Plants, being immobile, make tempting targets for pests and pathogens. However, they have developed sophisticated defense mechanisms to ward off herbivores and pathogenic invaders. They employ both direct and indirect defenses, including physical barriers, defensive chemicals, extrafloral nectars, and volatile compounds. Plants employ two types of defense mechanisms based on the timing of deployment: constitutive and induced defenses. Compared to constitutive defenses, inducible defenses are more efficient and long-lasting as plants maintain a fine-tuned regulatory system to balance defense and growth.
          Understanding the mechanism of induced plant defense against herbivores and pathogens can be achieved through functional genomics, proteomics, and metabolomics approaches. Our laboratory's primary objective is to unravel the molecular intricacies of induced plant defense. We employ transcriptomic, proteomic, and bioinformatic techniques, and we also conduct in silico, in vitro, and transgenic analyses to functionally characterize defense-related genes.

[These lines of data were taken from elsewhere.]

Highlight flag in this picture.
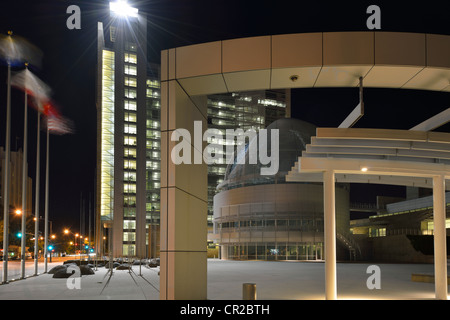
[11,68,51,104]
[0,32,42,68]
[43,101,73,135]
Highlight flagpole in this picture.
[44,125,50,273]
[20,63,28,279]
[34,110,41,276]
[3,57,12,283]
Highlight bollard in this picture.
[242,283,256,300]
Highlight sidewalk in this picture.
[0,259,450,300]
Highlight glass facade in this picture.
[100,50,115,220]
[207,90,290,232]
[145,65,161,257]
[213,118,348,260]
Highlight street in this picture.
[0,257,75,283]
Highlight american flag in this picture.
[43,101,73,135]
[11,68,51,105]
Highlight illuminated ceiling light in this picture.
[109,0,138,18]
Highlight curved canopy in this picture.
[161,31,450,96]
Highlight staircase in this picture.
[336,231,362,261]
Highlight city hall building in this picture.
[214,118,351,260]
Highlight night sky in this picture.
[0,0,450,232]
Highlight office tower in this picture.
[96,5,159,257]
[96,3,290,257]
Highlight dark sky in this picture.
[0,0,450,231]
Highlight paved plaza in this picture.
[0,259,446,300]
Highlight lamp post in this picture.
[3,31,12,283]
[20,63,28,279]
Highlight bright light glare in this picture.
[109,0,138,17]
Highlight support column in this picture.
[160,49,208,300]
[323,170,337,300]
[433,176,448,300]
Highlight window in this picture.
[125,88,137,99]
[124,77,137,87]
[123,183,136,193]
[123,232,136,241]
[124,64,137,76]
[123,136,137,146]
[124,53,137,64]
[123,159,136,170]
[124,123,137,134]
[123,220,136,230]
[123,207,136,217]
[124,112,137,122]
[123,171,136,182]
[123,244,136,256]
[125,41,137,52]
[124,100,137,111]
[123,148,136,159]
[123,194,136,207]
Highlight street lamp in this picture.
[109,0,138,18]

         Our research primarily focuses on three plant species: Glycine max, Cicer arietinum, and Zea mays, and their interactions with insect herbivores and pathogens. Our aim is to identify and characterize candidate genes that play pivotal roles in plant defense against pests and pathogens. This knowledge can pave the way for innovative strategies to enhance crop resistance through targeted genetic modifications, leading to more cost-effective, environmentally friendly, and sustainable pest and pathogen management.

Select Publications:
  1. Negi H, Saxena H, Singh IK*, Singh A* (2023). Herbivory-inducible lipid-transfer proteins (LTPs) of Cicer arietinum as potential human allergens. Journal of Biomolecular Structure and Dynamics, 41(22), 12863–12879.  [IF 2022 - 4.4]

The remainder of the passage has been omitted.